Changement à la tête de la Garde républicaine et de la Marine nationale
ANP
Changement à la tête de la Garde républicaine et de la Marine nationale
Le Quotidien d’Oran, 9 août 2005
Abdelaziz Bouteflika vient de procéder à de nouveaux changements au sein de l’état-major de l’Armée nationale populaire (ANP). Après les départs et mises à la retraite au niveau du ministère de la Défense nationale, intervenus cette semaine, sur décision du président, ce sont les commandements de la Garde républicaine et des Forces navales qui sont concernés.
Conformément à ses prérogatives constitutionnelles, le président de la République, chef suprême des Forces armées, ministre de la Défense nationale a nommé deux nouveaux commandants: celui des Forces navales ainsi que celui de la Garde républicaine, selon un communiqué rendu public, hier, par El-Mouradia. «C’est ainsi que sont nommés le général Layachi Grid en qualité de commandant de la Garde républicaine en remplacement du général major Ali Jemai. Le général Malek Necib en qualité de commandant des forces navales en remplacement du général Mohand Tahar Yaala», indique la présidence de la République.
Ces nouvelles nominations au sein de l’état-major de l’ANP interviennent, selon des observateurs, dans le cadre de la professionnalisation et du rajeunissement de l’armée algérienne. Ces deux changements touchent néanmoins à deux commandements particulièrement sensibles au sein de l’ANP. La Garde républicaine est un poste très sensible de part la nature de ses missions et prérogatives.
Chargé de la sécurité de tous les édifices de la République, ce corps a également pour prérogatives d’assurer les missions de sécurité et les services d’honneur au profit de la présidence de la République, des instances gouvernementales et des hautes autorités de l’Etat. En d’autres termes, les gardes républicains assurent la protection du chef de l’Etat à l’intérieur de la présidence.
Le nouveau commandement de la Garde républicaine, le général Layachi Grid est issu de la Gendarmerie nationale à laquelle est rattaché ce corps. Issu de l’école de guerre en Espagne, il a occupé son dernier poste au sein du commandement de la Gendarmerie nationale en qualité de chef de division des unités d’interventions de la GN qui gère les troubles à l’ordre public. Avant sa nomination à la tête de la Garde républicaine, il avait été pressenti pour prendre en charge le corps des Gardes-frontières. Le général Layachi Grid a également occupé des postes de commandement au niveau des unités territoriales de la Gendarmerie.
Quant au nouveau commandant des Forces navales, le général Malek Necib, il occupait le poste de commandant de la façade maritime ouest avant sa nomination. Il a été promu général par le président de la République lors des nominations de la fête de l’Indépendance, le 3 juillet dernier. Le général Malek Necib remplace le général Mohand Tahar Yaala qui a occupé ce poste depuis sa nomination en 2002. Ce changement est qualifié par les observateurs de «normal». D’autant qu’à l’image du général Mohand Tahar Yaala, le nouveau commandant des forces navales est issu de la marine nationale. Un changement qui s’inscrit, selon les mêmes sources, dans «la continuité». En somme l’orientation donnée pour une ouverture des forces navales sur les marines étrangères et principalement sur les forces navales de l’Alliance atlantique est une priorité inscrite au calendrier du nouveau commandant.

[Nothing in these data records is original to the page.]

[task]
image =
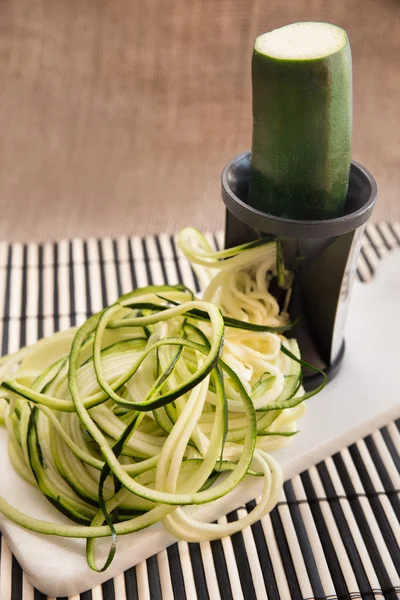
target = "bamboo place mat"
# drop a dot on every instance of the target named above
(335, 531)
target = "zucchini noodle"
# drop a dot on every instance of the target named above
(159, 401)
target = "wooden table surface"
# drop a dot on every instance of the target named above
(118, 117)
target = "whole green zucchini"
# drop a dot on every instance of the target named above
(302, 121)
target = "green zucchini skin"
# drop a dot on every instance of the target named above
(302, 130)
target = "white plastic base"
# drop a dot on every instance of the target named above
(362, 398)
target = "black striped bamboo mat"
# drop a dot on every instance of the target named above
(335, 534)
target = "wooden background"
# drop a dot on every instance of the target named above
(116, 117)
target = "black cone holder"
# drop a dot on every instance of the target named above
(322, 254)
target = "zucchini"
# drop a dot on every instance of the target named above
(302, 121)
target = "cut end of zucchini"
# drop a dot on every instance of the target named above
(302, 41)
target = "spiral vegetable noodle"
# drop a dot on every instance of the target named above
(159, 401)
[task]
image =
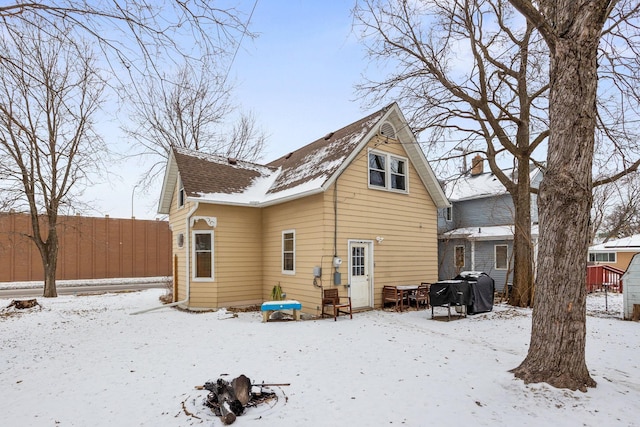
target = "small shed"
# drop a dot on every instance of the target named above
(631, 290)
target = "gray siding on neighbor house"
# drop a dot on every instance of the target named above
(484, 260)
(483, 212)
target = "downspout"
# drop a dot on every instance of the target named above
(473, 255)
(188, 263)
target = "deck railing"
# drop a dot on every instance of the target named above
(600, 277)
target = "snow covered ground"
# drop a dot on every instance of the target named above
(87, 361)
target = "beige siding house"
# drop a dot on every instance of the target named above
(356, 210)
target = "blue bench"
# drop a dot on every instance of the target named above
(270, 306)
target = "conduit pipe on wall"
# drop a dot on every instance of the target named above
(187, 264)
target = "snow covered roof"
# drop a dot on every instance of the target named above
(470, 186)
(626, 244)
(495, 232)
(311, 169)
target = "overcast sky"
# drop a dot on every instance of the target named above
(297, 77)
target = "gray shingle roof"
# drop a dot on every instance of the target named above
(311, 169)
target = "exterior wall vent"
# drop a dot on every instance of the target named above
(387, 129)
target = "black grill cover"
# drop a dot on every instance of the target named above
(482, 290)
(446, 292)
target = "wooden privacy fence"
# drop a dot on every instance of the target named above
(90, 248)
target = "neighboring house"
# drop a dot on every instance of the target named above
(615, 253)
(356, 210)
(476, 232)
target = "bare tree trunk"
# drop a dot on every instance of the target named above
(557, 350)
(522, 294)
(50, 263)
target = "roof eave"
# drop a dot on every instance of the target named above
(258, 204)
(168, 185)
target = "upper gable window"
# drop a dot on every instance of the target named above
(387, 171)
(180, 194)
(448, 214)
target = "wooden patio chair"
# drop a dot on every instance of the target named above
(331, 299)
(421, 296)
(391, 294)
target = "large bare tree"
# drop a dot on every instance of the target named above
(190, 109)
(135, 39)
(573, 31)
(49, 93)
(474, 71)
(487, 90)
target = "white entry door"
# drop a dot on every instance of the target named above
(360, 274)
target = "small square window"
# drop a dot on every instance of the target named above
(448, 214)
(387, 172)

La professionnalisation de la Marine à laquelle a oeuvré le général Yaala, ces trois dernières années et sa mise à niveau aux standards internationaux également. La lutte contre le terrorisme, la contrebande, l’immigration clandestine et les trafics de tous genres font de cet objectif une priorité du plan de travail du nouveau commandant des Forces navales. Le développement de la coopération militaire avec l’Otan a entraîné la participation de la Marine algérienne à l’Endeavour Act, une opération conjointe avec les forces américaines stationnées en Europe de surveillance du trafic maritime dans la partie occidentale de la Méditerranée, comme celle de l’aviation et de l’infanterie à la lutte antiterroriste régionale dans le Sahel, dans le cadre de l’Initiative Pan-Sahel contre le terrorisme. Il n’est pas à écarter que de nouveaux changements tout aussi importants puissent intervenir au sein des institutions.